Do millions of people fly on Ryanair every year? Yes.
Major banks are constantly trying to develop new services they can offer consumers. But what if consumers are actually looking for a bank where less is more.
Ryanair is dominant because it gets people from Point A to Point B. Most consumers would be happy with a bank that simply gets their money from Point A to Point B.
A Citi analyst’s research mistake sparked a strange question
While there are certainly some red faces at Citi after one of the bank’s analysts admitted an error in her formulas led her to mistakenly place a buy rating on MercadoLibre. After spotting the error, the analyst reversed course and switched MercadoLibre to neutral.
That is all well and good. Mistake happen. But the funny nugget is that after investors followed the initial buy rating to boost MercadoLibre’s share price 4.1%, the share price has not budged much after the error was revealed.
In the world of MiFID II, the value of analysts’ research has been in the spotlight in recent years. But how valuable can such research be when investors don’t react even when an individual analyst admits their research was erroneous?
Lithium baby, lithium
One of the more under-reported stories from the world of commodities centers on the available supply of rare earth metals needed to produce the batteries used in electric cars and mobile phones.
“Global demand is forecast to reach 188,000 tons of lithium carbonate this year, and could reach 611,000 tons by 2035, according to Corfo’s most conservative scenario.
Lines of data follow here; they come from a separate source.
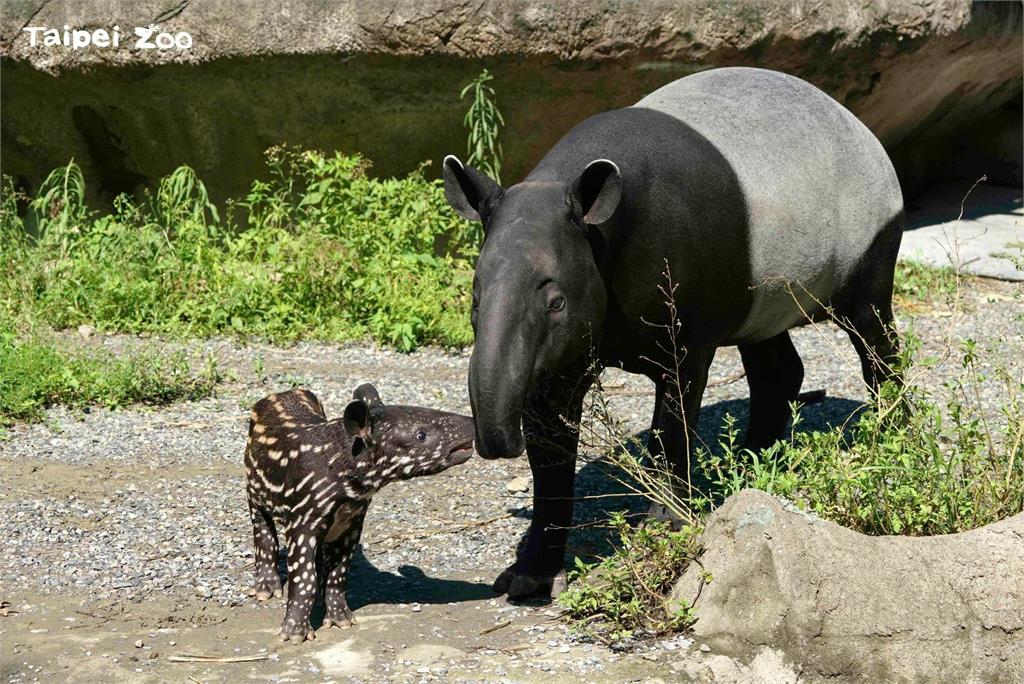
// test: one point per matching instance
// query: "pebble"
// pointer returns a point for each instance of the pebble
(518, 484)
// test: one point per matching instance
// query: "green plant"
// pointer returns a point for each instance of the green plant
(918, 285)
(318, 250)
(627, 593)
(35, 375)
(483, 122)
(907, 465)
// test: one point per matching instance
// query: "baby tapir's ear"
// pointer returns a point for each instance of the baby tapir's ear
(358, 421)
(368, 394)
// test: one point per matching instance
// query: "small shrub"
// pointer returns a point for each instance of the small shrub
(323, 251)
(626, 594)
(906, 465)
(35, 376)
(918, 286)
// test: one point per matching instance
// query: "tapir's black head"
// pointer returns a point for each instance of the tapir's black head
(539, 299)
(398, 442)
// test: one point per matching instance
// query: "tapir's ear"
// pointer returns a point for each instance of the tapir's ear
(595, 195)
(358, 421)
(470, 193)
(368, 394)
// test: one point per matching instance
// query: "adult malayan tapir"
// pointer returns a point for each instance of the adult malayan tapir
(768, 202)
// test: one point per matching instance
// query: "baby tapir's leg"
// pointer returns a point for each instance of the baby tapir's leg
(265, 543)
(302, 543)
(338, 551)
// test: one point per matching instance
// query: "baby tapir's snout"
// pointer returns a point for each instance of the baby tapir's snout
(407, 441)
(313, 478)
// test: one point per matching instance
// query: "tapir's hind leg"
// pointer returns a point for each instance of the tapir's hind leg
(774, 374)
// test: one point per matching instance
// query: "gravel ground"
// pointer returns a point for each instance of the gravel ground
(115, 510)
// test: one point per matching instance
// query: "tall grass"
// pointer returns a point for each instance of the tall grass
(914, 461)
(318, 250)
(36, 375)
(483, 123)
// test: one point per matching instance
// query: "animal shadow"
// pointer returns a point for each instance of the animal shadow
(368, 585)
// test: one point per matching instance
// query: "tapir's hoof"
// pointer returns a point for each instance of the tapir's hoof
(532, 587)
(504, 581)
(812, 396)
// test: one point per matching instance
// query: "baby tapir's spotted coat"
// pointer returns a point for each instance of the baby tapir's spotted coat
(315, 477)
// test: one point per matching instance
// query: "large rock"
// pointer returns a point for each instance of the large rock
(928, 77)
(844, 605)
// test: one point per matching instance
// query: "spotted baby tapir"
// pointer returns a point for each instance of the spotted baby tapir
(314, 478)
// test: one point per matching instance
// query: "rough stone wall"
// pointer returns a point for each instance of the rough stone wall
(848, 607)
(382, 78)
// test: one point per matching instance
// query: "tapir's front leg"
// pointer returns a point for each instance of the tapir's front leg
(338, 550)
(551, 427)
(301, 584)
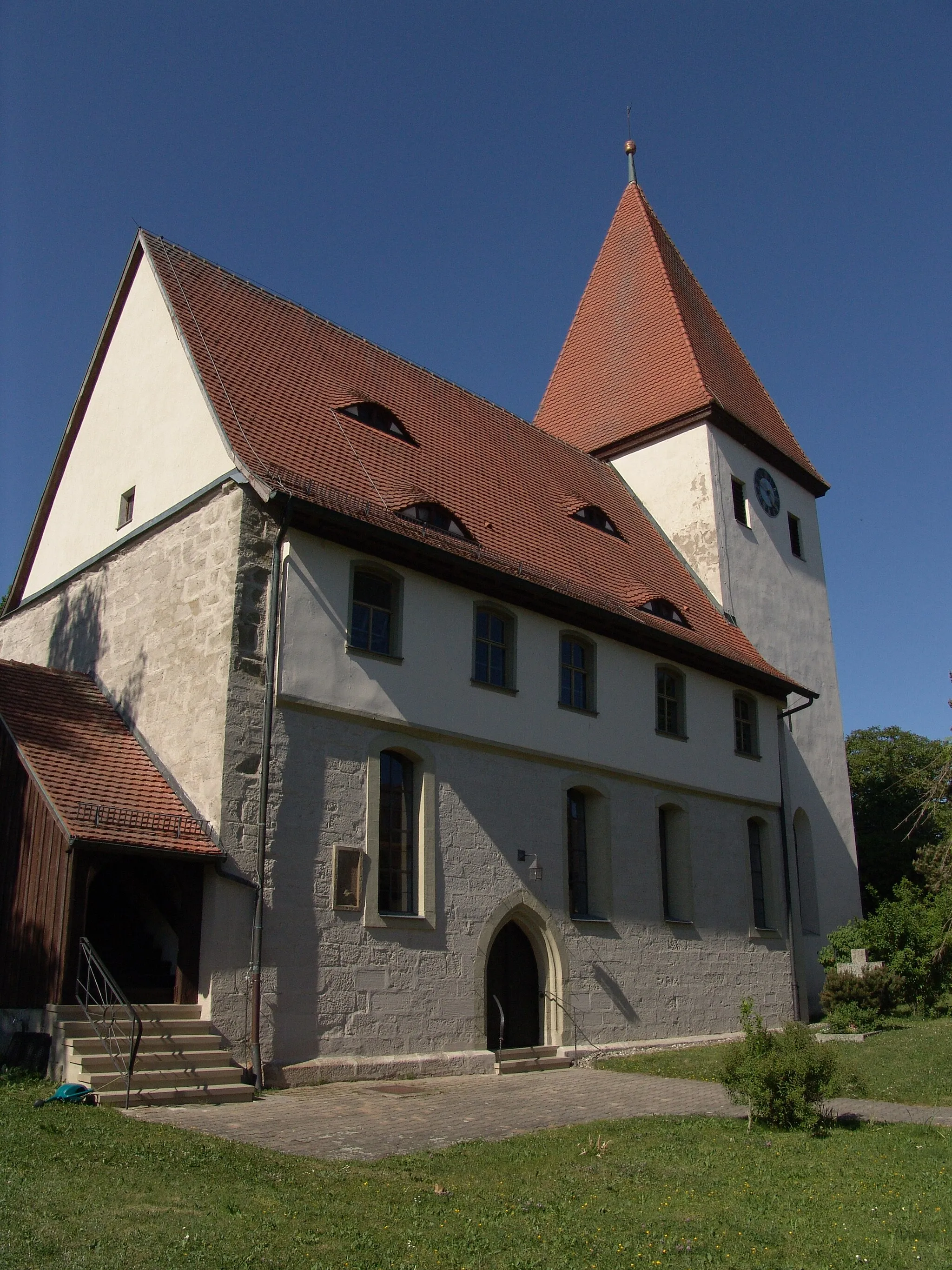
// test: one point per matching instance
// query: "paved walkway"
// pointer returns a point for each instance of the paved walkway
(366, 1121)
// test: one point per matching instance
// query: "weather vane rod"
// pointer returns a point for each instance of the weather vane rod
(630, 152)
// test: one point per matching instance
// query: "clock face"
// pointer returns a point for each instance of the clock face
(767, 493)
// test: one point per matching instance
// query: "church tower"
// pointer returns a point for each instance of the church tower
(650, 380)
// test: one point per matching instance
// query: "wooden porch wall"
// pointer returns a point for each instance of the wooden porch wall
(35, 888)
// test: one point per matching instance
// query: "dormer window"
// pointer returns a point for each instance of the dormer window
(666, 610)
(597, 519)
(436, 517)
(377, 416)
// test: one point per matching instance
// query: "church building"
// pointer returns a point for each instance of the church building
(407, 734)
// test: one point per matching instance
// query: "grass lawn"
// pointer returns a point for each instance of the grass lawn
(87, 1187)
(911, 1062)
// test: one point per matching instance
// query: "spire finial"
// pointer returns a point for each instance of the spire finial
(630, 152)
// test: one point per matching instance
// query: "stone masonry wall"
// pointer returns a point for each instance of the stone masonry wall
(154, 624)
(337, 987)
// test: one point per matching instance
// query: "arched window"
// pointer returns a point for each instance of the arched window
(758, 874)
(578, 855)
(377, 417)
(374, 612)
(577, 671)
(397, 884)
(669, 701)
(435, 517)
(674, 850)
(746, 732)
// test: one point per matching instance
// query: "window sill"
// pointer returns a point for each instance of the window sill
(377, 657)
(496, 687)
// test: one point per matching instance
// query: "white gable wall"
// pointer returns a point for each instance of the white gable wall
(148, 425)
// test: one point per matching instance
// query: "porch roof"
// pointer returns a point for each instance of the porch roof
(94, 774)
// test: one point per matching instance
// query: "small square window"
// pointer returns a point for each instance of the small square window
(347, 878)
(127, 503)
(796, 541)
(740, 503)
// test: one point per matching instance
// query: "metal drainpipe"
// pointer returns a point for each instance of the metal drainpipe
(273, 605)
(785, 844)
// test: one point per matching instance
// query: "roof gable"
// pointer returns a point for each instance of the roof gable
(648, 348)
(94, 774)
(278, 378)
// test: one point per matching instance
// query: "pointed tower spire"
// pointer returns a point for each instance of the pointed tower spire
(648, 355)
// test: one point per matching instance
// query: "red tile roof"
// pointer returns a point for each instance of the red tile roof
(94, 772)
(277, 376)
(647, 347)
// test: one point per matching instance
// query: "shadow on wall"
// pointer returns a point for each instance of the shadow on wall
(78, 643)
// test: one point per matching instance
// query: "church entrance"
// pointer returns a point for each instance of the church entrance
(144, 918)
(512, 978)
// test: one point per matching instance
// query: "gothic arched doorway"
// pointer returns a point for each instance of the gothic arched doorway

The agency’s most optimistic outlook is demand of 1.2 million tons in 2035, about half of which coming from electric-car makers.”
With geopolitical risks on the rise around the world, smart countries are making sure they have access to these natural resources. But are companies following suit and shoring up the commodity pipeline they need to continue operations and win increased market share?